Apple Insider Reveals Secrets
Walter Shimoon was one of a select few who get a peek behind the veil Apple cinches tightly around its products.
His alleged attempt to profit illegally from that privilege caught up with Shimoon last week, when the former manager at Apple supplier Flextronics International was among three people arrested for supplying inside information to investors.
Shimoon, 39, was paid more than $US22,000 to share non-public sales forecasts and other information about future products, including the iPad, according to the criminal complaint.
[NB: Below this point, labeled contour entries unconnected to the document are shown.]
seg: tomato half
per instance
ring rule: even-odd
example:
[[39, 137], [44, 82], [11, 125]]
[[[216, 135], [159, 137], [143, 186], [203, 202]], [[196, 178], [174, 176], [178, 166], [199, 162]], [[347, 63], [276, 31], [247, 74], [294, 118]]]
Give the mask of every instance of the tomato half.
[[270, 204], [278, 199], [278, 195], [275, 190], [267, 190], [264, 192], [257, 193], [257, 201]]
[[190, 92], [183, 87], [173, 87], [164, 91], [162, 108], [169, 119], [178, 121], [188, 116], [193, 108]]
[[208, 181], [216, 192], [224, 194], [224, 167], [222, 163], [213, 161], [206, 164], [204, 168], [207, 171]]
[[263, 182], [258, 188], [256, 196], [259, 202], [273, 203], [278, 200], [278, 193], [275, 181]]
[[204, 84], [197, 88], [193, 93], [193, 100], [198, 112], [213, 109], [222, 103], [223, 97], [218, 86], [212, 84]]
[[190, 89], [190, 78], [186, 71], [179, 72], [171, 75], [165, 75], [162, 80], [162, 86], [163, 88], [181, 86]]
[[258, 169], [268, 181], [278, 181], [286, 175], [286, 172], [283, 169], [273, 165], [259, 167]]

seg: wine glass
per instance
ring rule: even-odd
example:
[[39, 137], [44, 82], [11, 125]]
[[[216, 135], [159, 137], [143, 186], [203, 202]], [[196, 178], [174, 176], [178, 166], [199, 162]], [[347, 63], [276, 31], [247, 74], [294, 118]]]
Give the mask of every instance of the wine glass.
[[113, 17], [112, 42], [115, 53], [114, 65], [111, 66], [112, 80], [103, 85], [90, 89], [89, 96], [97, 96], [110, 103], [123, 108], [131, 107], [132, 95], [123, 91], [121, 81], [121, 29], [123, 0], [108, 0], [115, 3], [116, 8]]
His arrest underscores the difficulty faced by Apple Chief Executive Officer Steve Jobs, who runs the world’s most valuable technology company, in keeping multibillion-dollar products under wraps, said Charlie Wolf, an analyst at Needham & Co.
“That’s very hard to do when you have people in the supply chain who are going to get paid to supply information,” said Wolf, who is based in New York and recommends buying the stock.
As a supplier of parts for Apple’s devices, Shimoon, then a senior director at Flextronics, was privy to details about the computer maker’s product road map and sales numbers, according to the 39-page complaint unsealed last week in New York.
Shimoon, who made his first post-arrest court appearance in San Diego on Dec. 17, lost a bid for bail. Bald and dressed in a white prison jumpsuit, he neither spoke nor entered a plea. His attorney told the judge that Shimoon’s wife is eight months pregnant and is a university professor in San Diego.
Today, he was granted release on $US150,000 bail and will have to put up $US125,000 of the equity in his home as collateral.